If Axton is Sawyer’s nephew, like they believe, then Ax and I are related after all.
I thought of the words he’d spoken at the depot.
It would mean I still have kin, Ruthie, imagine that.
“Who in the goddamn hell would believe what we had to say in defense of Spicer? Compared to the Yancys, we’re nobodies. Poor farmers from a remote corner of Minnesota. And former Rebs, to boot! I told Malcolm there wasn’t a thing he could do for Spicer but he’s stubborn as hell, always has been. He won’t let a friend down and I admire him for it, I do.” Boyd’s energy seemed almost visible in the air around him, unable to be contained. I figured him to be in his middle thirties, roughly ten years older than Malcolm, a huge man bristling with muscle and black curly hair.
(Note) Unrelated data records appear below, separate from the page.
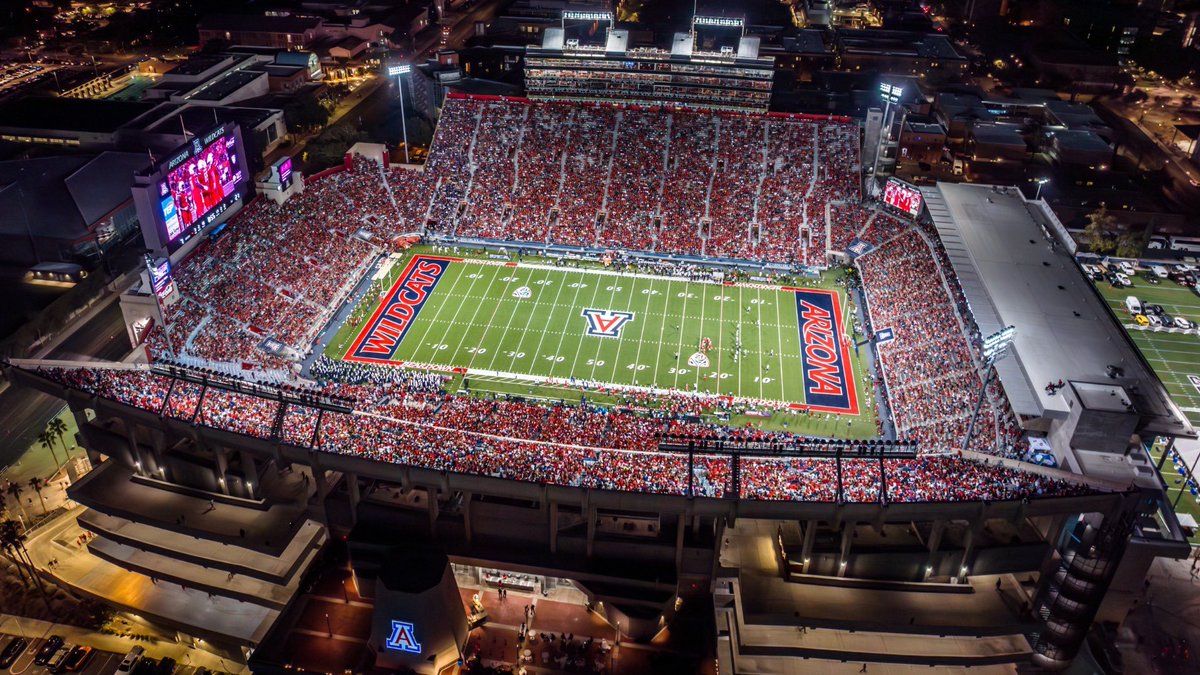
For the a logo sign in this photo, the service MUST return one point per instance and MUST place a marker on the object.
(383, 334)
(402, 638)
(606, 323)
(828, 384)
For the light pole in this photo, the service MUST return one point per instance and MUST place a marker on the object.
(1041, 181)
(891, 94)
(399, 72)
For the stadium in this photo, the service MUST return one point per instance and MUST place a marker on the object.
(693, 323)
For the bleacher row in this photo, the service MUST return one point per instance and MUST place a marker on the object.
(737, 186)
(561, 444)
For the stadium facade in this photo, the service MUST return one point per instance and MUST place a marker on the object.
(947, 550)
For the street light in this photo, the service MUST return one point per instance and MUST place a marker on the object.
(1041, 181)
(399, 72)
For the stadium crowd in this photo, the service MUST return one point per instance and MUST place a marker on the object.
(577, 446)
(765, 189)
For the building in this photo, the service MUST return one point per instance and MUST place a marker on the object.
(285, 33)
(66, 209)
(713, 66)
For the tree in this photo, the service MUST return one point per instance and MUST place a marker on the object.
(15, 489)
(12, 542)
(1098, 233)
(37, 484)
(46, 438)
(59, 429)
(1131, 244)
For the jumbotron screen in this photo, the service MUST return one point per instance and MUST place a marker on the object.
(201, 181)
(901, 196)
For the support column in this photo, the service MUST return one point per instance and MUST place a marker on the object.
(592, 527)
(810, 533)
(847, 538)
(355, 495)
(431, 499)
(222, 467)
(250, 467)
(682, 525)
(466, 515)
(969, 548)
(318, 478)
(935, 542)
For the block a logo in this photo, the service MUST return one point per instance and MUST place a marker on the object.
(606, 323)
(402, 638)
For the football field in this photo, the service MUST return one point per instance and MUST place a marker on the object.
(562, 326)
(1173, 353)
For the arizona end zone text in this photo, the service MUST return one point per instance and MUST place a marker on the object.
(828, 382)
(379, 338)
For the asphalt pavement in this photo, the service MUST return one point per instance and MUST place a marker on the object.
(24, 412)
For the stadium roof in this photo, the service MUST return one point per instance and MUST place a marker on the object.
(63, 113)
(1012, 275)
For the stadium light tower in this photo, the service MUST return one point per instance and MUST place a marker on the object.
(399, 72)
(1041, 181)
(891, 95)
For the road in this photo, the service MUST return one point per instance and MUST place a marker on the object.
(24, 412)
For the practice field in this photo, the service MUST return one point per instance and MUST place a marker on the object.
(552, 326)
(1174, 354)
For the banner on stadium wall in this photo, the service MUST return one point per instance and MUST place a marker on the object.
(828, 382)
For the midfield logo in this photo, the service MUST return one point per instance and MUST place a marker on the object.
(606, 323)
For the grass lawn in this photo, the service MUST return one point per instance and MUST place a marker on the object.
(535, 329)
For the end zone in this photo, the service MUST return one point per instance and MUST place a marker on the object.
(385, 329)
(828, 374)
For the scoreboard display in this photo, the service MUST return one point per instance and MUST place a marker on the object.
(903, 197)
(192, 189)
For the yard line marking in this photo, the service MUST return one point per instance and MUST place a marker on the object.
(435, 318)
(537, 352)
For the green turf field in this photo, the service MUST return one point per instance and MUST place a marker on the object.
(521, 329)
(1173, 354)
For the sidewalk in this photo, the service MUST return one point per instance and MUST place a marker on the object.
(183, 653)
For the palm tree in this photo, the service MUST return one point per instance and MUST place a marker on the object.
(12, 542)
(59, 429)
(37, 484)
(46, 437)
(15, 489)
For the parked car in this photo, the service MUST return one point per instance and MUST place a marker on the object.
(48, 649)
(130, 661)
(78, 658)
(55, 663)
(13, 650)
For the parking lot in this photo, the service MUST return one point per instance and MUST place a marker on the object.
(1173, 352)
(100, 663)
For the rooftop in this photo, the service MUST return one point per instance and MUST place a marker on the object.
(1013, 274)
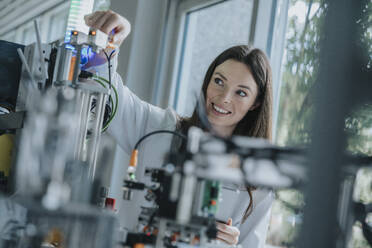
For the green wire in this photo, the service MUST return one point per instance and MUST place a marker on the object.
(99, 80)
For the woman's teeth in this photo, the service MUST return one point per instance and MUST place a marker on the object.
(219, 110)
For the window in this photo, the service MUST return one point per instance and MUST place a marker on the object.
(297, 82)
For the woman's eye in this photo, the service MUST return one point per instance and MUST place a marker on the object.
(241, 93)
(218, 81)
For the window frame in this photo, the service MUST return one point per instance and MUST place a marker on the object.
(267, 32)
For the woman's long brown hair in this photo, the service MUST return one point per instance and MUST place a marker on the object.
(256, 123)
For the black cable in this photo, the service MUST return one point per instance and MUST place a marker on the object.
(156, 132)
(109, 63)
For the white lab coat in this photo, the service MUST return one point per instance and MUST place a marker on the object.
(136, 118)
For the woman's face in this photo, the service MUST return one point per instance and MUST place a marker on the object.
(231, 93)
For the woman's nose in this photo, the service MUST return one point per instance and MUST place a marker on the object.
(226, 97)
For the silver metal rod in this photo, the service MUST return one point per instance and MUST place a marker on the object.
(24, 62)
(44, 75)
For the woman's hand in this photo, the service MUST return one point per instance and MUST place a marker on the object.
(112, 24)
(228, 233)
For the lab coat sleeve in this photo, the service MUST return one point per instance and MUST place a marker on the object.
(134, 117)
(253, 232)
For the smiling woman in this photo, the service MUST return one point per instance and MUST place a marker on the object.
(238, 92)
(231, 93)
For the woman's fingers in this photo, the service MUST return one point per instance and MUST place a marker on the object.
(228, 233)
(110, 23)
(227, 238)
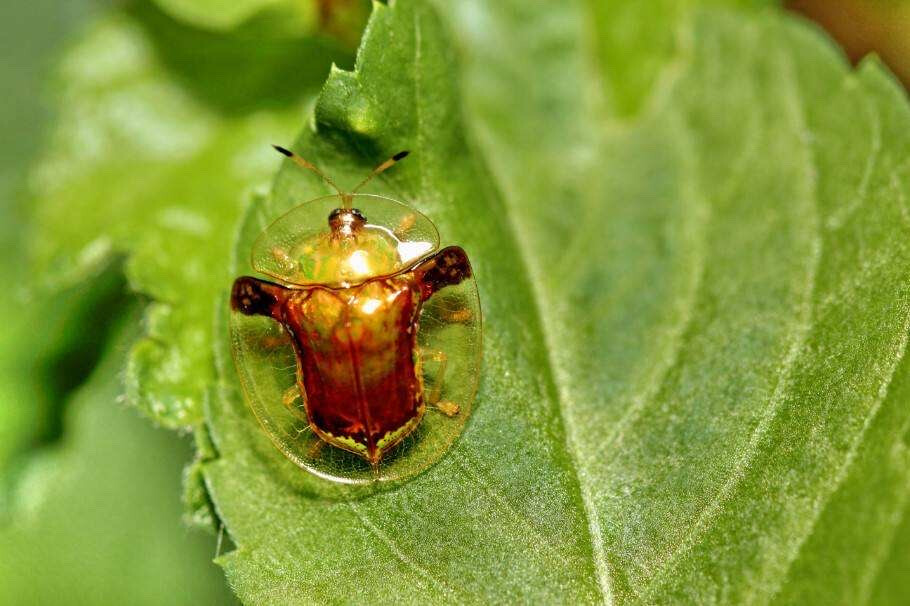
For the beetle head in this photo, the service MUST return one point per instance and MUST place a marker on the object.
(346, 222)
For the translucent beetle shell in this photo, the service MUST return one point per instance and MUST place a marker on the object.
(361, 356)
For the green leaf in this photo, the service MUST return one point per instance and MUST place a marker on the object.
(225, 14)
(153, 156)
(342, 19)
(97, 516)
(696, 325)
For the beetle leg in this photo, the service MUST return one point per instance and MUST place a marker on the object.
(434, 397)
(316, 448)
(255, 297)
(284, 259)
(447, 407)
(291, 395)
(435, 394)
(448, 267)
(459, 316)
(406, 223)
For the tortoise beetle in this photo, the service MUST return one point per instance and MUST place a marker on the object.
(364, 327)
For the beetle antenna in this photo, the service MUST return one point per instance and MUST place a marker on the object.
(309, 166)
(382, 167)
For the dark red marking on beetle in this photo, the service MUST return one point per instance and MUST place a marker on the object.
(357, 366)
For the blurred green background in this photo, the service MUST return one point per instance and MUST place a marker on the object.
(90, 492)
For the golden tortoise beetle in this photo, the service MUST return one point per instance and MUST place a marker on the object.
(365, 326)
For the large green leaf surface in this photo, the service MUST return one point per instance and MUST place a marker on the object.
(694, 386)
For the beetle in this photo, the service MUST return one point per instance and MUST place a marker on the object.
(379, 319)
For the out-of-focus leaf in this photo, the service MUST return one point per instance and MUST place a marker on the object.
(32, 35)
(342, 19)
(696, 328)
(162, 138)
(225, 14)
(97, 515)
A thick mustache obscured his upper lip and he was tanner than saddle leather; it was his eyes that reminded me most of Malcolm, pecan-brown and deep with feeling.
“It destroys me to know my boy was only a few hundred miles from me when he was kilt,” Edward Tilson said. “He was the last of my boys. If I wasn’t so damn old and frail, I’d have ridden south with Malcolm and young Axton.”
The last of my boys…
Lorie and Rebecca sat to either side of the elderly physician; Edward was Rebecca’s uncle and lived in her and Boyd’s home. Lorie leaned her head on his arm, tears in her eyes; he bent his elbow to rest a hand on her cheek.
“I am goddamn sorry, Edward,” Boyd reached across the tabletop to grip the older man’s hand. “Goddamn sorry.”
“As we all are.” Sawyer spoke quietly, wide shoulders lifting with a deep sigh.
“We shall bury Blythe in the apple grove,” Rebecca decided.